Сколько пришлось так идти – Лёха бы не сказал, но, видимо, все-таки не очень долго. Совершенно внезапно конвоир рыкнул безапелляционным приказным тоном:
– Halt![7]
Это было понятно всем троим, тем более что когда Лёха немного пришел в себя, сгрузив со спины канистры и немного отдышавшись, он увидел, что на обочинке дороги стоят два небольших серых грузовичка и большая легковушка, что ли. Или джип? Тоже, к слову, серый и с брезентовой крышей. Грузовички были под тентами и сильно напоминали и полуторку, и оставшиеся в прошлой жизни «Газели», только на их радиаторах были два угла остриями вверх – как у машин Ситроена, только большие. А вот на высоко стоящем вроде как джипе красовался знакомейший знак «Мерседеса». Ну, совершенно такой, как привычно. Лёха сам удивился тому, на какую ерунду уходит его внимание. Просто ему было не то что страшно – ему было жутко и, наверное, такими пустяками он старался как-то отвлечься.
Клинковый штык был совсем рядом, и он Лёху пугал почти до обморока. Вот как застрелили Петрова – не напугало совершенно, а представить, что начнут резать или колоть таким вот штыком, и теплое тело почувствует, кроме боли, еще и холод мертвого металла там, где этому металлу быть не должно… Что-то в этом было настолько неправильное, дикое, что Лёху ознобом прошибло.
Немцы тем временем переговорили с теми своими сослуживцами, что были при машинах, один из них понюхал бензин из канистр, кивнул, и в крайнюю машину по знаку конвоира пленные закинули канистры и винтовки. Встали, ожидая дальнейших приказов и чувствуя себя очень нехорошо. Но, к облегчению всех троих, конвоир кивнул на машину и сказал так же кратко:
– Los![8]
Сесть пришлось на пол, на скамейки у выхода сели оба конвоира, и машинка резво дернула по дороге, подняв шлейф пыли.
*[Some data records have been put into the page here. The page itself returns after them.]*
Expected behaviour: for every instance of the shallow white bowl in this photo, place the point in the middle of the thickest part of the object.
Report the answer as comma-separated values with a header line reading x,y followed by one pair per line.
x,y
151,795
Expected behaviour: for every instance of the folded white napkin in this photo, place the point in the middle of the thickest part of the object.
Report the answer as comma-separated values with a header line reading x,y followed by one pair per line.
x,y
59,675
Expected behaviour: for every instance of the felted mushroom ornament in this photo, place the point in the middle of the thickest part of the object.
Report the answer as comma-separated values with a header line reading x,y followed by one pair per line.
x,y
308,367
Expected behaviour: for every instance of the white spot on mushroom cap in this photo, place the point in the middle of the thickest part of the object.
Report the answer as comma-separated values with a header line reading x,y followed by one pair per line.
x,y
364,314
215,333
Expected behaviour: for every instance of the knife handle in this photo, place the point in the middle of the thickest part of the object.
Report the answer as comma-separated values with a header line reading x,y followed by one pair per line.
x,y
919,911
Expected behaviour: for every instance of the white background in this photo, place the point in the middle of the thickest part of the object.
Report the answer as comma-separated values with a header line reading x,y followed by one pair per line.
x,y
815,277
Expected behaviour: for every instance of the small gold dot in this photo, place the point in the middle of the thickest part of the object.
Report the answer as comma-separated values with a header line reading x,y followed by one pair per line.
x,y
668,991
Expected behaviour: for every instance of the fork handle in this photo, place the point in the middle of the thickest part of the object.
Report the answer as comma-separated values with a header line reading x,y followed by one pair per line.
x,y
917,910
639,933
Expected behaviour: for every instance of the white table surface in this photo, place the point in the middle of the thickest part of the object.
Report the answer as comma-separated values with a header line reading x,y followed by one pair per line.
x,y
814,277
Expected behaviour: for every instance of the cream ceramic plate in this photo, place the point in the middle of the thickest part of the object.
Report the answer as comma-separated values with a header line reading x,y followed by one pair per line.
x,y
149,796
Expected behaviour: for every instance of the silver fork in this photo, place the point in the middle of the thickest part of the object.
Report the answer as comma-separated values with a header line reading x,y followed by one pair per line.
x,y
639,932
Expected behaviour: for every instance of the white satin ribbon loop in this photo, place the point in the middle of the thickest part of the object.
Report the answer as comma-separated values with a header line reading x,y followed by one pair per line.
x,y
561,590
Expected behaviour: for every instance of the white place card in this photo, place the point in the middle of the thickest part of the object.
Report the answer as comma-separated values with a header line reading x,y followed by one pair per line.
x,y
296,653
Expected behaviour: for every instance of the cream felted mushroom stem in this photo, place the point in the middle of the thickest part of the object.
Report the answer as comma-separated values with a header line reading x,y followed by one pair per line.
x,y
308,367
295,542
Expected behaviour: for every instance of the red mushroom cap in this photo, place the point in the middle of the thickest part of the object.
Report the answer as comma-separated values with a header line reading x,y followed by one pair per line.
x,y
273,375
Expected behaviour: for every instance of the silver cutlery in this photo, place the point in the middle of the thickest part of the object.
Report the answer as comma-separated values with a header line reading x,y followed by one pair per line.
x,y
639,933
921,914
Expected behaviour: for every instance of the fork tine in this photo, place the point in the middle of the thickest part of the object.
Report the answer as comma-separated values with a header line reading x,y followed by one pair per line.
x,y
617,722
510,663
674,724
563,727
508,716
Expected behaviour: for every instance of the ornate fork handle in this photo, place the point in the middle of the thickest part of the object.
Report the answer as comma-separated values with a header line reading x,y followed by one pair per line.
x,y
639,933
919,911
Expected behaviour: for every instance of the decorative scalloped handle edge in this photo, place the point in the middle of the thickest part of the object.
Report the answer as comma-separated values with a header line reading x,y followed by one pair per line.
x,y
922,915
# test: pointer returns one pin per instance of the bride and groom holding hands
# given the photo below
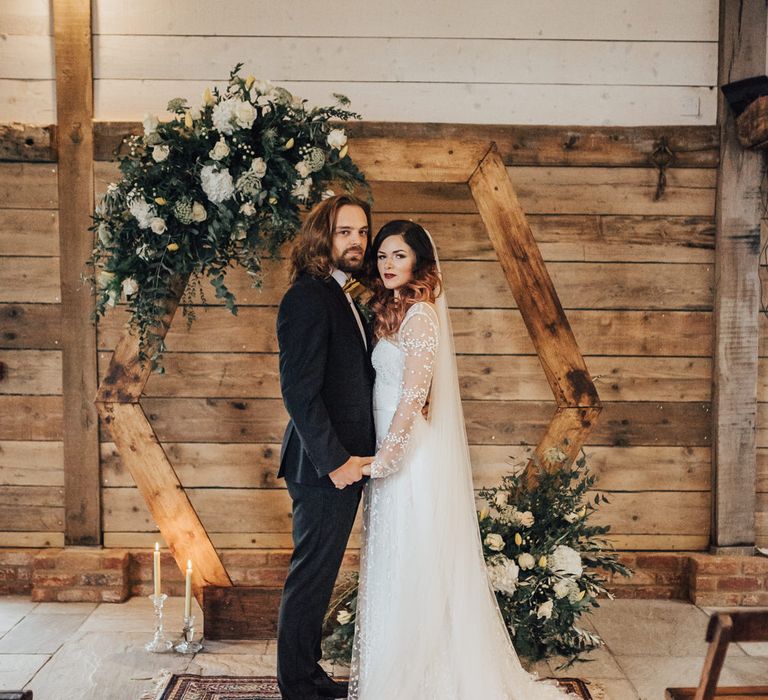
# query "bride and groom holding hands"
(375, 410)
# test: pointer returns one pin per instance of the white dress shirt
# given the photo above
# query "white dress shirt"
(342, 277)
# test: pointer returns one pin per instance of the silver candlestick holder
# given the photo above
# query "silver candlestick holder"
(159, 644)
(188, 644)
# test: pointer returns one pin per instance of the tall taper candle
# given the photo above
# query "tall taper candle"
(156, 568)
(188, 590)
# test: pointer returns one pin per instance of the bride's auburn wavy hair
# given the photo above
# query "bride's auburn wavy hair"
(311, 253)
(424, 284)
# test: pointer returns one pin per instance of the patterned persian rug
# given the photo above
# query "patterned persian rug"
(189, 687)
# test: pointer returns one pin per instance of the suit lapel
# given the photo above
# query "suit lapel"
(341, 298)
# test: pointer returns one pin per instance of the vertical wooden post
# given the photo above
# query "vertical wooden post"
(74, 107)
(738, 212)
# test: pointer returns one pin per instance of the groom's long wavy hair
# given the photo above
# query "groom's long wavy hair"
(311, 254)
(423, 286)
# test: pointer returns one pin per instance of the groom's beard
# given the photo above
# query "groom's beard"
(351, 260)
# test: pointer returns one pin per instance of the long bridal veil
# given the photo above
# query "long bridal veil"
(447, 617)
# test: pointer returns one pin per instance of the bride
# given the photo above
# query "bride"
(428, 625)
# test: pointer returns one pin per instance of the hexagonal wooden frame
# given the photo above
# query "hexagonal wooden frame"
(477, 164)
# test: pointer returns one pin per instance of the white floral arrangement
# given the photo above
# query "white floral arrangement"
(219, 183)
(545, 562)
(547, 565)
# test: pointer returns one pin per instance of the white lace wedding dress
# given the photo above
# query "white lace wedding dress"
(428, 626)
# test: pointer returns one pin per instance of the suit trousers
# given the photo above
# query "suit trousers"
(322, 522)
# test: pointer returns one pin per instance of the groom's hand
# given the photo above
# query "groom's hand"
(350, 472)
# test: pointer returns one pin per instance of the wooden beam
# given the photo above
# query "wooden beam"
(74, 106)
(519, 144)
(164, 495)
(531, 284)
(127, 374)
(737, 289)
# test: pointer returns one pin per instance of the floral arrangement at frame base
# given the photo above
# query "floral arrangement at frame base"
(546, 563)
(220, 183)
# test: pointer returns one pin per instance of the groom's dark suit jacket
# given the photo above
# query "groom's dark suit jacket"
(326, 379)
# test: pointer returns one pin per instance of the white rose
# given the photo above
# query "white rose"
(258, 167)
(526, 561)
(564, 587)
(301, 188)
(160, 153)
(494, 542)
(104, 279)
(145, 252)
(302, 167)
(222, 116)
(142, 211)
(217, 184)
(343, 617)
(565, 561)
(150, 123)
(158, 225)
(112, 297)
(130, 286)
(503, 574)
(245, 114)
(337, 138)
(545, 610)
(525, 518)
(198, 212)
(220, 150)
(105, 234)
(262, 86)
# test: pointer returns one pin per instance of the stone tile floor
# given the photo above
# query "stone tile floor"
(95, 652)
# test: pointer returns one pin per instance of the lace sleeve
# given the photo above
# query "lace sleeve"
(418, 340)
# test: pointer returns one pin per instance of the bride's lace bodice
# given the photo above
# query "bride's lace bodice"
(404, 369)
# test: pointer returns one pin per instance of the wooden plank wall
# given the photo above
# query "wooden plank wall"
(635, 277)
(516, 62)
(31, 451)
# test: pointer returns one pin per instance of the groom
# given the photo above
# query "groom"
(327, 382)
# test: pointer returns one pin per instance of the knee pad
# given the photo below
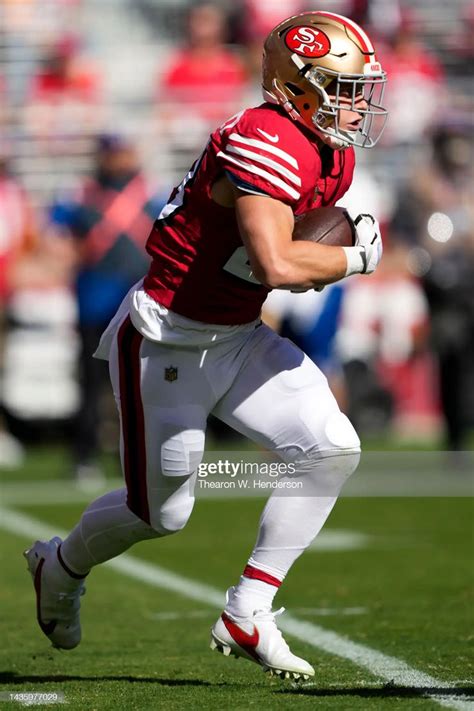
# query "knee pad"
(173, 514)
(181, 450)
(331, 454)
(340, 435)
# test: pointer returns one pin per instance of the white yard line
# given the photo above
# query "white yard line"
(388, 668)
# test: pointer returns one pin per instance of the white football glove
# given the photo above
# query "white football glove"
(367, 253)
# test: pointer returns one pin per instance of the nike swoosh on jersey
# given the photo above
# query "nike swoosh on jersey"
(247, 641)
(273, 139)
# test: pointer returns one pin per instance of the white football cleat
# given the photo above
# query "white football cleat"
(57, 611)
(258, 639)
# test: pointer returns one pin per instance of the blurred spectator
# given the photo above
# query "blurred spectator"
(416, 88)
(64, 97)
(110, 220)
(382, 342)
(17, 237)
(310, 320)
(204, 82)
(436, 215)
(460, 44)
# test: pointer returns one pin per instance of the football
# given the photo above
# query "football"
(327, 225)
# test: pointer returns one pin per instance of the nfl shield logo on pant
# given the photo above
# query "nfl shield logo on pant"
(171, 374)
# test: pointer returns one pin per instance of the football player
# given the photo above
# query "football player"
(188, 340)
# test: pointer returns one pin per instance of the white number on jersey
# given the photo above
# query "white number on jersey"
(239, 266)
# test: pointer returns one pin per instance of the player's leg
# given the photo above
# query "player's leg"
(282, 401)
(162, 423)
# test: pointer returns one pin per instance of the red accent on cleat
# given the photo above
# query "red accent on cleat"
(246, 641)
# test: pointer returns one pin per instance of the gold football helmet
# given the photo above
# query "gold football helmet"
(317, 63)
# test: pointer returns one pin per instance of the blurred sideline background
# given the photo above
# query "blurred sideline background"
(104, 106)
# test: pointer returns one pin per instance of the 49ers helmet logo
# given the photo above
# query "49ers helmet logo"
(307, 41)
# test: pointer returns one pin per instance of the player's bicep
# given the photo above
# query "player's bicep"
(266, 227)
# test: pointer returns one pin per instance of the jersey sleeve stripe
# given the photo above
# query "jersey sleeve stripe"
(243, 185)
(273, 179)
(266, 161)
(255, 143)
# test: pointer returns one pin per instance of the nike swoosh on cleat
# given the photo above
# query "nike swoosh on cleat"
(273, 139)
(247, 641)
(46, 627)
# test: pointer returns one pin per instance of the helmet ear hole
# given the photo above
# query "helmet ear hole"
(295, 90)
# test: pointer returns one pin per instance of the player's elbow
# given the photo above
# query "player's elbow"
(273, 275)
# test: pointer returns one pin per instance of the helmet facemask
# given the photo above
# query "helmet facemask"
(318, 65)
(342, 92)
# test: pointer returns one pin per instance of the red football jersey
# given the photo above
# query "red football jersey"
(200, 268)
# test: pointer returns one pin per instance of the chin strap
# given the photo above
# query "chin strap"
(329, 137)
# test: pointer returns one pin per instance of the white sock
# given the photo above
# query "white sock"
(288, 525)
(106, 529)
(254, 593)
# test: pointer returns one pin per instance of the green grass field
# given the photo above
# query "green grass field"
(393, 576)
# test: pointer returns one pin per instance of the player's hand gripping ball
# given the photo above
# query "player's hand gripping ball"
(367, 235)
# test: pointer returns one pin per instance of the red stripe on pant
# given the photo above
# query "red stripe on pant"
(257, 574)
(133, 426)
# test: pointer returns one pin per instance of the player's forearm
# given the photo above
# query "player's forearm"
(303, 265)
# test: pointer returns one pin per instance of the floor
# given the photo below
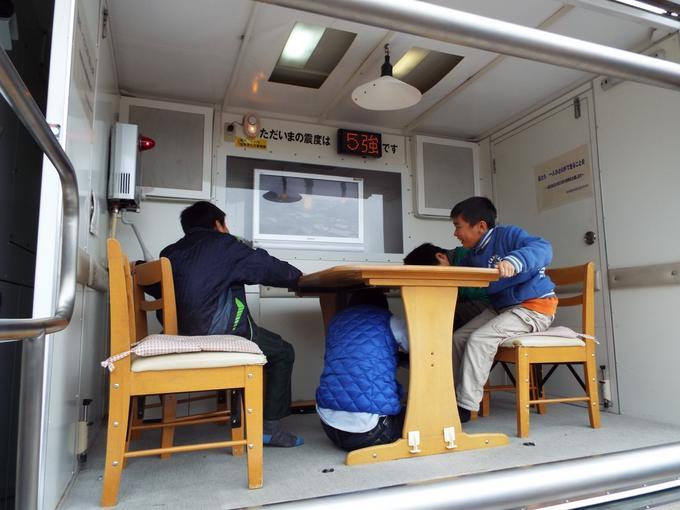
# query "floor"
(215, 479)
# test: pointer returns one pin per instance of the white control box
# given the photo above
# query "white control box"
(124, 178)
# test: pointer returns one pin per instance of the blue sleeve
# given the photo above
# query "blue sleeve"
(256, 266)
(527, 253)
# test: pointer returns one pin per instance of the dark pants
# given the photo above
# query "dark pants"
(278, 370)
(388, 430)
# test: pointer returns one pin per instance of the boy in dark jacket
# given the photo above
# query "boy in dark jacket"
(210, 268)
(471, 300)
(522, 301)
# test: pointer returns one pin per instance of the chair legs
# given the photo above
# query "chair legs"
(523, 389)
(237, 421)
(253, 425)
(590, 376)
(169, 403)
(119, 410)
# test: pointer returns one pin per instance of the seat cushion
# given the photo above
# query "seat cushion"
(163, 345)
(542, 341)
(195, 360)
(557, 336)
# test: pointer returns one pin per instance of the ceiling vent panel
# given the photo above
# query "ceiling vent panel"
(424, 68)
(304, 65)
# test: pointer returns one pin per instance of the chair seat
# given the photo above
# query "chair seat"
(195, 360)
(542, 341)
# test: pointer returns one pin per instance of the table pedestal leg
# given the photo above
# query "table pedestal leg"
(432, 424)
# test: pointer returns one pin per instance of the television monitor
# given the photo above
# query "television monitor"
(294, 209)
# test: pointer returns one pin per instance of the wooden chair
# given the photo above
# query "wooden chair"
(529, 353)
(144, 275)
(161, 375)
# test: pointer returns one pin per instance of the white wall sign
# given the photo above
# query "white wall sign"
(564, 179)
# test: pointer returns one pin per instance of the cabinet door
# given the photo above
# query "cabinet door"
(447, 171)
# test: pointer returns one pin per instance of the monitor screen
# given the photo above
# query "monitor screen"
(301, 208)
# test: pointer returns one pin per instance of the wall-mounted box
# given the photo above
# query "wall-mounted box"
(180, 164)
(447, 171)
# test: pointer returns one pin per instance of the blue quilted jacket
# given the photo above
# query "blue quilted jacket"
(360, 364)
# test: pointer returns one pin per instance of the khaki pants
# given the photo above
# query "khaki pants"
(475, 345)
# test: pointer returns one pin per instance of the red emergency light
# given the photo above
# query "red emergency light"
(145, 143)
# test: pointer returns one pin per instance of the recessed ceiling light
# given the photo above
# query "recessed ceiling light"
(643, 5)
(408, 62)
(300, 45)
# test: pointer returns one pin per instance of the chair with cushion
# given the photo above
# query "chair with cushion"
(167, 364)
(555, 347)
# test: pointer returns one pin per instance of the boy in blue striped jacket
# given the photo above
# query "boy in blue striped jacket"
(522, 301)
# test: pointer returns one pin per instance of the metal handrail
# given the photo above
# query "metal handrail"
(20, 100)
(458, 27)
(519, 487)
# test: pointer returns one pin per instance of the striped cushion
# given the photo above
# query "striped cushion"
(557, 336)
(159, 345)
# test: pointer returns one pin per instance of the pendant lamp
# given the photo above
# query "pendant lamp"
(387, 92)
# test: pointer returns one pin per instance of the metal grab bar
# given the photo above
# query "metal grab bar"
(458, 27)
(20, 100)
(601, 476)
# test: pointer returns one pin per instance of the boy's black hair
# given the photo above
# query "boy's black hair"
(201, 214)
(475, 209)
(370, 296)
(424, 255)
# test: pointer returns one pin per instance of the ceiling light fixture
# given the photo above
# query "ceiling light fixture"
(251, 125)
(409, 61)
(301, 44)
(386, 93)
(643, 5)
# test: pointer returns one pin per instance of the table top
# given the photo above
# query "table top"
(383, 275)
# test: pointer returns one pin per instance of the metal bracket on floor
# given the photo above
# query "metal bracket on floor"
(414, 441)
(450, 437)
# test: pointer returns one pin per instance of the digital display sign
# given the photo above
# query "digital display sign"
(359, 143)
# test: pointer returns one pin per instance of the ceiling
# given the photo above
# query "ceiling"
(222, 52)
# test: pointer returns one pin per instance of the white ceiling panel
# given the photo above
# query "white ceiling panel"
(188, 51)
(515, 85)
(177, 49)
(271, 29)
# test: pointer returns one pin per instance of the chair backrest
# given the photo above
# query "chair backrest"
(583, 295)
(127, 298)
(157, 274)
(121, 300)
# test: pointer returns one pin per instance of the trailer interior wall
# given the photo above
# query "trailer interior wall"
(297, 320)
(640, 178)
(20, 161)
(637, 172)
(84, 102)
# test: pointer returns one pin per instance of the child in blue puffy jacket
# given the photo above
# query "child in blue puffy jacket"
(359, 399)
(522, 301)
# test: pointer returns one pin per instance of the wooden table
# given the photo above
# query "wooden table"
(429, 295)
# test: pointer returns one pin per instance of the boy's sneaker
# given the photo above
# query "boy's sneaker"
(464, 414)
(275, 435)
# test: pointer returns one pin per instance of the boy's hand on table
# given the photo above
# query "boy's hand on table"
(506, 269)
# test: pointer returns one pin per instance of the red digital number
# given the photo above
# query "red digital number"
(352, 141)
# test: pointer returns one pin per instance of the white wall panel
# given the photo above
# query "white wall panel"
(72, 369)
(637, 141)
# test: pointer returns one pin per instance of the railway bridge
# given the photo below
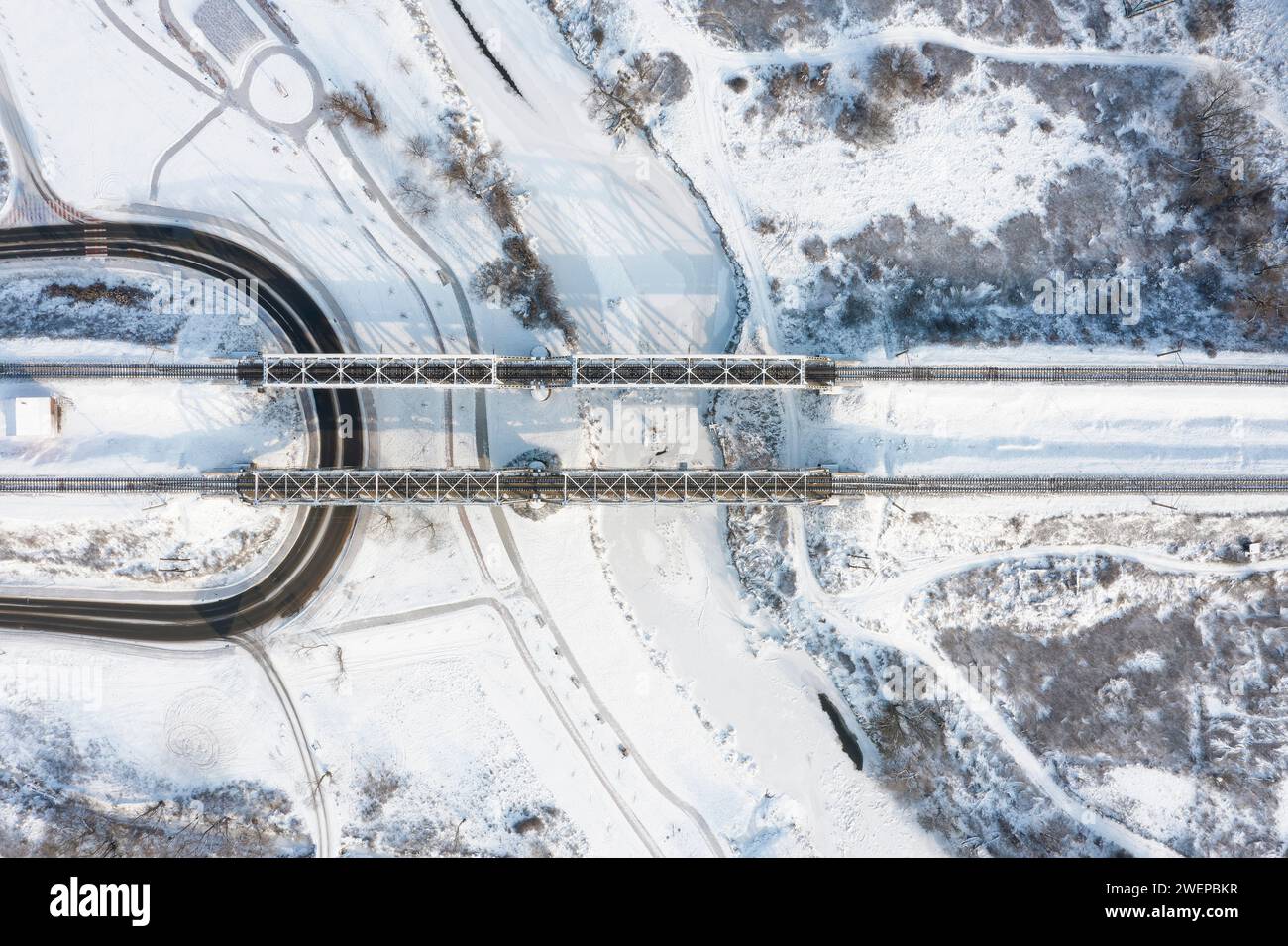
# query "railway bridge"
(785, 372)
(514, 485)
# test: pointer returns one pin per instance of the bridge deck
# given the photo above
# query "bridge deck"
(335, 486)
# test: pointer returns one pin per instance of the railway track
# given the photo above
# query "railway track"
(335, 370)
(514, 485)
(849, 373)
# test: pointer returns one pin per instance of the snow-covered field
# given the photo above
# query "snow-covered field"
(684, 683)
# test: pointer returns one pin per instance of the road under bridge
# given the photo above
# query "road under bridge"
(320, 370)
(514, 485)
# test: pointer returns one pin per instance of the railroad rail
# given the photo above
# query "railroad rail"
(784, 372)
(849, 373)
(513, 485)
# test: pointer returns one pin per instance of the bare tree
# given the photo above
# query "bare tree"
(1218, 132)
(415, 197)
(419, 146)
(359, 108)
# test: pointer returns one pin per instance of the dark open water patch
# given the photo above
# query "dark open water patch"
(482, 46)
(848, 742)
– Вот влипли, так влипли, – шепотом сказал Лёха.
– Du! Halt die Fresse![9] – рявкнул тот, что со штыком.
Что это значило, менеджер не знал, но решил, что лучше сидеть тихо и не привлекать к себе внимания. Сидеть, правда, было очень неуютно, зад и так болел от могучего пинка и уколов штыком, да еще и трясло немилосердно, так что на досках кузова ему было очень неприятно. Но идти с канистрами было еще хуже.